De plus, les modèles et outils indispensables aux développements de l’IA sur site se situent souvent sur des marketplaces publiques, et proposent des ressources open source qui peuvent présenter des risques importants pour la supply chain. Il est très facile pour des cybercriminels d’intégrer du code malveillant dans des modèles ou des ensembles de données, ou d’utiliser des formats de fichiers vulnérables comme Python Pickles pour exécuter du code arbitraire et infiltrer le réseau d’une organisation. En d’autres termes, n’importe quel employé s’y connaissant en technologie, qui télécharge et déploie un modèle non vérifié, peut se retrouver à octroyer à un cyberattaquant un accès direct à l’entreprise.

Agents d’IA, un autre vecteur de risque

Les modèles ou agents d’IA présentent également des risques pour la sécurité des données. En effet, pour s’entraîner ou effectuer leurs tâches, la plupart d’entre eux nécessitent d’accéder directement aux sources de données de l’entreprise, et d’interagir avec ces dernières, ce qui exige de restreindre leurs niveaux d’autorisation pour éviter toute exposition des données sensibles au cours de leurs opérations.

Le problème, c’est que ces déploiements sur site sont souvent entrepris sans la visibilité ni le contrôle des équipes informatiques et de cybersécurité.
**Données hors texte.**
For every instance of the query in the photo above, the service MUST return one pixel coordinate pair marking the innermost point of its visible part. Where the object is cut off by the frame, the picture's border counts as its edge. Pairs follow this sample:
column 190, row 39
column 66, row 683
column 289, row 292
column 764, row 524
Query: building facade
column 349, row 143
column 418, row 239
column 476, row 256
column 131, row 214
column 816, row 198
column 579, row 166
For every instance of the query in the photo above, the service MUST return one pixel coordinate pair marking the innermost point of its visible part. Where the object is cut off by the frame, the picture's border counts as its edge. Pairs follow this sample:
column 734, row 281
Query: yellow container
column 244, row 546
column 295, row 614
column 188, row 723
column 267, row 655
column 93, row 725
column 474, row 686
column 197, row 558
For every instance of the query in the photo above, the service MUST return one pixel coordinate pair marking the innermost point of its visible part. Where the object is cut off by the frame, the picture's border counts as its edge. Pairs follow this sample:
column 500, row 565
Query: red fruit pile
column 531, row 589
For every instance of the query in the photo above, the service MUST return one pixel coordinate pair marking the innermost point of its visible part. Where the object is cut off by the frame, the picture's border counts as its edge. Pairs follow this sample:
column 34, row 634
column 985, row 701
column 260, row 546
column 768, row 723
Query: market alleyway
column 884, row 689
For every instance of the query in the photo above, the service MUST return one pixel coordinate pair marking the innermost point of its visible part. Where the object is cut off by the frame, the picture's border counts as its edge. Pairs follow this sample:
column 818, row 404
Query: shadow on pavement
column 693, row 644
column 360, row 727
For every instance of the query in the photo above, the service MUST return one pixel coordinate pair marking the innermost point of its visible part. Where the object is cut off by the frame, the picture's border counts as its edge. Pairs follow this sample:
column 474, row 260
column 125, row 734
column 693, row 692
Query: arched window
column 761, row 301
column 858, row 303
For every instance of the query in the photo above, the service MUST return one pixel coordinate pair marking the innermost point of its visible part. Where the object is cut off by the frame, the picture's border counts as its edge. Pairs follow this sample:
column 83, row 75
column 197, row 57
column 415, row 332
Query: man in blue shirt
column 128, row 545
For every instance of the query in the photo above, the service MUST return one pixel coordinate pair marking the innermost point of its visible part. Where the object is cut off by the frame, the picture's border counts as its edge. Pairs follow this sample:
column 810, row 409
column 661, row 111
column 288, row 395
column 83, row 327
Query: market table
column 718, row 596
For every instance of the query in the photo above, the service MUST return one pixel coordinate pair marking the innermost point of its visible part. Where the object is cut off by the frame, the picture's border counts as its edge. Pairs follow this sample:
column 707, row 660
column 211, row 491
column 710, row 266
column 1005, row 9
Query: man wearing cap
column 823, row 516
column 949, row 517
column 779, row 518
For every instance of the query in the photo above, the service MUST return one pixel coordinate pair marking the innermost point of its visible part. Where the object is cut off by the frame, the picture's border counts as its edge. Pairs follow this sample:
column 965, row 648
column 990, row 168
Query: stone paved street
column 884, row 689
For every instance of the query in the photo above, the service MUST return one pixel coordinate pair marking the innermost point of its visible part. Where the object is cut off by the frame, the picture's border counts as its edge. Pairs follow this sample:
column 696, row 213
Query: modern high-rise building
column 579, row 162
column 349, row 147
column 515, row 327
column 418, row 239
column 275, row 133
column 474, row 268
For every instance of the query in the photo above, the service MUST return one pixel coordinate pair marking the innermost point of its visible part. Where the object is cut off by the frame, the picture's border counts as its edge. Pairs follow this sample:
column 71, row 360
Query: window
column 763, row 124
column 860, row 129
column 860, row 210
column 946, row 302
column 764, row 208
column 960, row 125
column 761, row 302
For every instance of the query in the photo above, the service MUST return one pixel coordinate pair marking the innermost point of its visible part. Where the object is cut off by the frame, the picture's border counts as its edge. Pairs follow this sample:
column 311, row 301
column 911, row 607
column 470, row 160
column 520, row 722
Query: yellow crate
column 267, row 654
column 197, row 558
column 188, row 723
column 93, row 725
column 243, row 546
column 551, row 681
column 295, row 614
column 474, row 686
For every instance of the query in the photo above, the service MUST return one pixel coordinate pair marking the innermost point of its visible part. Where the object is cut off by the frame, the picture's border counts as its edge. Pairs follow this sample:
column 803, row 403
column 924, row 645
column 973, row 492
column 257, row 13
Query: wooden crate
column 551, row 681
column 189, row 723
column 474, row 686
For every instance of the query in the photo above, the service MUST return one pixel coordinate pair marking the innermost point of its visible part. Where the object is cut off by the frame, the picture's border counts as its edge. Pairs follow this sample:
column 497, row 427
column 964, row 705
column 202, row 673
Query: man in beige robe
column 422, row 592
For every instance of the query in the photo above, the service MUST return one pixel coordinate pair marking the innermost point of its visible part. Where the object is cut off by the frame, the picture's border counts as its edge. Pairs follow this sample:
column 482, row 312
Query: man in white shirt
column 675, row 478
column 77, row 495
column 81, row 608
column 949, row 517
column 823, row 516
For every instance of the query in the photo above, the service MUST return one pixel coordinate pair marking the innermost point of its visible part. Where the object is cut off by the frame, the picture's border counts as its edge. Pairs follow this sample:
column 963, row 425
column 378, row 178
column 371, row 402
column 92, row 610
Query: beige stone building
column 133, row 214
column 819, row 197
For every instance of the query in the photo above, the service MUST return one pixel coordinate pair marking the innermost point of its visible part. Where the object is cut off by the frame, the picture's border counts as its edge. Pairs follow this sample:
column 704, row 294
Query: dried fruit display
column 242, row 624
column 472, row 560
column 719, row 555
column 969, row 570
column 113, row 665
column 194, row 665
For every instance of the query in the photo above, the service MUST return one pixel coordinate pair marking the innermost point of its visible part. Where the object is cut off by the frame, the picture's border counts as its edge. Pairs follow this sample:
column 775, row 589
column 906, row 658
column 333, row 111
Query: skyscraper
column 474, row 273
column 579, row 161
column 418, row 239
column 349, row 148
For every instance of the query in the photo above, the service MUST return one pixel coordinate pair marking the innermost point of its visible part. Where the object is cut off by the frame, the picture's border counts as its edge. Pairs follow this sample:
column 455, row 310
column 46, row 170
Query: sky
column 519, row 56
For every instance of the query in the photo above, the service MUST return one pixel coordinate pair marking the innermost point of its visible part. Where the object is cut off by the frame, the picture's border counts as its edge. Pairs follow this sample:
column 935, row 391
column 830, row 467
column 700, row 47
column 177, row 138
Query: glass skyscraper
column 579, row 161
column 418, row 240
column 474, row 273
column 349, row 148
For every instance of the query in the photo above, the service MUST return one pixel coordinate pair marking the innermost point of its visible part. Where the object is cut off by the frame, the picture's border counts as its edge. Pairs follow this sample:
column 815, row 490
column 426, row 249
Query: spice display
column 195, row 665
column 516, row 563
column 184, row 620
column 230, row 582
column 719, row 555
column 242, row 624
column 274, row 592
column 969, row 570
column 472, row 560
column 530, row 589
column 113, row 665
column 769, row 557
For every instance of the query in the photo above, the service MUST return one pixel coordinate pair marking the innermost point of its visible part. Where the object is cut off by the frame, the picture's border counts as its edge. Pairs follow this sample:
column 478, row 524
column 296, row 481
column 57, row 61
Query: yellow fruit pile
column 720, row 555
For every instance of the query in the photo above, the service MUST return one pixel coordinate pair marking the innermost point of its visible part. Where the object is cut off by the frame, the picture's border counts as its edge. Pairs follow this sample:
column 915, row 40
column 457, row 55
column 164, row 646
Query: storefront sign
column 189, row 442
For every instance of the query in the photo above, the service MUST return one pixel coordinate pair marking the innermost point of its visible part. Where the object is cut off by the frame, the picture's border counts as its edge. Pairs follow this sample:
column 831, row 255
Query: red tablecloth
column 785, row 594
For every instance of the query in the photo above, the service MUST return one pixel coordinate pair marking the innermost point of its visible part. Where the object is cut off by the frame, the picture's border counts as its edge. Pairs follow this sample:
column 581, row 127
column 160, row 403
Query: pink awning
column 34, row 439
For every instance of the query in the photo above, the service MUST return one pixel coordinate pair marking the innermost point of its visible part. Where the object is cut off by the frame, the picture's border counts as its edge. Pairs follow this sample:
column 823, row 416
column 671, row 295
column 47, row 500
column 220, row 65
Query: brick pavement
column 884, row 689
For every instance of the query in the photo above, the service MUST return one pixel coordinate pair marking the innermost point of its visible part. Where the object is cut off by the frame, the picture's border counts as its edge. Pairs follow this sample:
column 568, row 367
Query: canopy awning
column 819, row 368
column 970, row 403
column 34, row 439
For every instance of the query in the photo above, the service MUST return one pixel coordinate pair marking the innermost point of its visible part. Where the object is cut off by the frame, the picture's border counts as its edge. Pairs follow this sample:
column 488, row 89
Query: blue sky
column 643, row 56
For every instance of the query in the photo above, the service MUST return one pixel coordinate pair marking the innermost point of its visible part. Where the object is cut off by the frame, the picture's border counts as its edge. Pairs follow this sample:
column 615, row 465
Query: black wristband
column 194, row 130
Or, on ne peut pas sécuriser ce que l’on ne connait pas, et les plateformes, modèles ou agents d’IA peuvent être déployés et utilisés sur site sans les garde-fous appropriés. Résultat, plus les expériences de ce type vont se multiplier, plus les problèmes de

« Shadow AI » et de sécurité vont augmenter, à moins que les équipes de sécurité ne prennent des mesures proactives pour détecter et contrôler ces pratiques.

Établir une stratégie d’automatisation sécurisée

Face à cette situation, la solution ne consiste pas à interdire complètement les déploiements de l’IA sur site, car la réalité est que généralement, les employés déploient et testent ces outils dans une optique de productivité, ce qui s’aligne sur la stratégie de la plupart des organisations. Les équipes de sécurité doivent plutôt chercher à adopter une stratégie d’autonomisation sécurisée plus nuancée afin de faire de la sécurité un levier d’innovation et non un obstacle.

Ainsi, la priorité est d’éliminer le Shadow AI en identifiant ceux qui utilisent ces outils et la manière dont ils s’en servent. Une telle démarche exige des fonctionnalités de sécurité capables de fournir une visibilité totale et un contrôle complet sur le trafic, le réseau, les utilisateurs et les données, aussi bien dans le cloud que dans les environnements sur site. Une fois la visibilité établie, les équipes de sécurité peuvent appliquer les contrôles appropriés pour garantir un développement et une utilisation sécurisés et responsables de l’IA.

En somme, bien que les promesses d’un déploiement de l’IA sur site puissent séduire, les entreprises ne doivent pas laisser la quête d’innovation les exposer à des risques. En identifiant et en sécurisant ces déploiements de manière proactive, les organisations pourront continuer à innover tout en protégeant leurs ressources les plus précieuses : leurs données.